Having someone who had the physical wherewithal, the self-confidence and the trust in the team’s effort made the project and process easier, notes Research Associate Brandon Peterson, the software and controls lead for IHMC’s exoskeleton team.

Peterson had arrived at the end of the project involving the Mina v2. The team then became focused on how they could improve some of the safety and sensing capabilities of the new exoskeleton, the Quix device. Peterson’s role on both the Mina v2 and Quix was to provide Daniel with a better sense of what the device was doing, so he would be able to increase capabilities such as walking speed. Peterson would get into the exoskeleton, walk around and make sure it felt comfortable enough for Daniel to use. Daniel’s feedback on the projects has been critical because his experiences with using the device are far different from those of an able-bodied person.

“Mark was the ideal pilot to have for a project like this,” says Peterson. “We’re extremely lucky to have him as our pilot, not only because of his upper body strength to help with balancing and tasks like that, but his willingness to strap himself to this device that this small group of engineers has developed. It’s huge. You can’t expect anybody in his position to be so willing to come in every day and walk around in this robot that a few of us built, so that was extremely key.”

Over time the makeup of the research team has changed markedly. However, the current team came together to advance the project, with Vishnu Aishwaryan Subra Mani, who began 2020 as an intern, graduating to the role of lead mechanical engineer. Mani tested and redesigned essential elements from sensors to the ventilation system and designed the crutch interface for Daniel to use the exoskeleton based on his needs.

Rounding out the team is Research Associate Carlos Gonzalez, who joined the project last September. While the device was developed by that time, he played a role in helping with the testing, ensuring that Daniel was in a safe position and communicating to the team if something felt out of place.

The Next Step Forward

Innovative projects like Quix can make a big impact, not just for people with spinal cord injuries, but for workers who carry or manipulate heavy loads, Griffin reveals.

“The stress on the human body can limit the working lifespan of the person doing that labor,” he explains. “With an aging workforce, what we’re hoping for is that after five years, workers don’t have that same wear and tear. This is technology that only protects the outside of the body, but wearable technology can also protect the inside.”

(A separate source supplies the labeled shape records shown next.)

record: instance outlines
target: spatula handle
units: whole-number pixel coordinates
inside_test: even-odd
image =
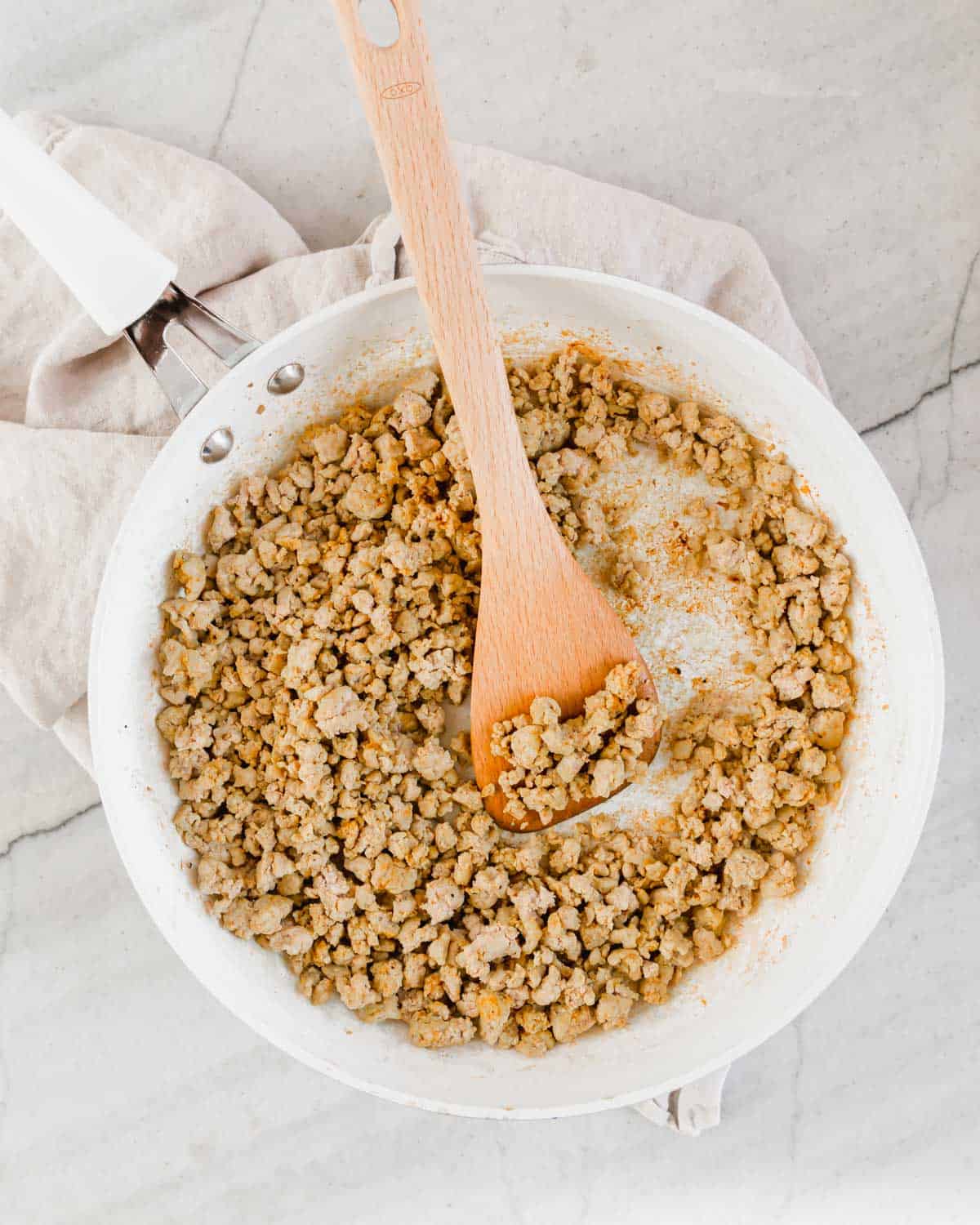
[[[446,138],[419,0],[391,0],[399,34],[377,47],[358,0],[334,9],[425,304],[470,467],[491,513],[538,513],[469,217]]]

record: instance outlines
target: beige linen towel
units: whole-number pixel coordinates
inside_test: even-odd
[[[114,129],[20,123],[176,262],[184,289],[260,339],[407,274],[391,216],[350,246],[311,254],[272,205],[213,162]],[[739,323],[826,390],[744,230],[495,149],[457,145],[456,156],[484,262],[565,265],[666,289]],[[103,336],[2,216],[0,283],[0,684],[91,772],[86,665],[99,579],[175,418],[129,344]],[[643,1112],[697,1132],[718,1120],[723,1079]]]

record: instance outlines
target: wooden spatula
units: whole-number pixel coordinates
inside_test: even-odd
[[[470,706],[473,763],[485,786],[503,768],[490,752],[494,723],[527,712],[533,698],[556,698],[564,718],[579,714],[609,669],[630,660],[642,669],[643,696],[655,699],[657,690],[538,494],[446,140],[420,4],[391,2],[398,37],[387,47],[369,38],[358,0],[334,0],[334,7],[477,486],[483,577]],[[654,739],[643,756],[655,751]],[[572,805],[549,824],[594,802]],[[505,828],[541,828],[534,812],[523,820],[505,813],[499,790],[486,807]]]

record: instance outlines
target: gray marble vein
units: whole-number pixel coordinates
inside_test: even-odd
[[[92,783],[0,696],[0,804],[55,827],[0,858],[0,1219],[975,1223],[980,6],[425,11],[454,136],[761,241],[935,584],[948,714],[922,842],[853,964],[733,1069],[717,1131],[452,1120],[314,1077],[225,1013],[145,914]],[[10,110],[217,151],[312,246],[385,207],[327,5],[0,0],[0,22]]]

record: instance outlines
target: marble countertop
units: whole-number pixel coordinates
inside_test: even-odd
[[[228,165],[311,246],[385,195],[326,5],[0,0],[0,104]],[[733,1069],[698,1139],[632,1111],[425,1115],[315,1078],[152,926],[93,784],[0,695],[0,1219],[980,1219],[980,9],[937,0],[428,0],[453,135],[736,222],[899,491],[932,576],[947,733],[884,919]],[[28,820],[29,818],[29,820]]]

For Daniel, who’s deeply committed to the idea of equality, believing any bodied person should be capable of doing what another is able to do, the exoskeleton has provided him with a sense of freedom. It’s his hope that people will embrace the ideology that they too can strive for similar milestones and objectives.

“It’s not a matter of can we do things as much as how can we accomplish them,” offers Daniel, who found not only hope at IHMC, but a career as an IHMC research associate and exoskeleton pilot.  “For me, all these programs and what we’re doing is hopefully giving somebody the perspective on what they can accomplish. They see what we’re doing, and maybe they can. Maybe they don’t see themselves doing the exoskeleton, but by seeing me do something they’ll be able to find a way…or be encouraged or figure out a way to do it themselves.”

The opportunity to take part in this life-transforming IHMC project provided Daniel with a way forward, one that’s consistent with his optimistic nature. Now, he says, the project, fueled in part by his pioneering spirit and trailblazing participation, is playing a role in creating a better quality of life for future generations.

“The exoskeleton and being able to walk again is pretty much every spinal cord patient’s dream,” explains Daniel. “Being able to get back to normal is a want for most people in my position. And to be able to do it, to be a part of the project, and have people encouraging me…I am proud of that. But not necessarily in the sense of [being proud of] myself and what I’ve accomplished. I’m really proud to be a part of such an ever-evolving team. This project, and others like it across the world, is really the foundation of how we’re going to solve this problem.”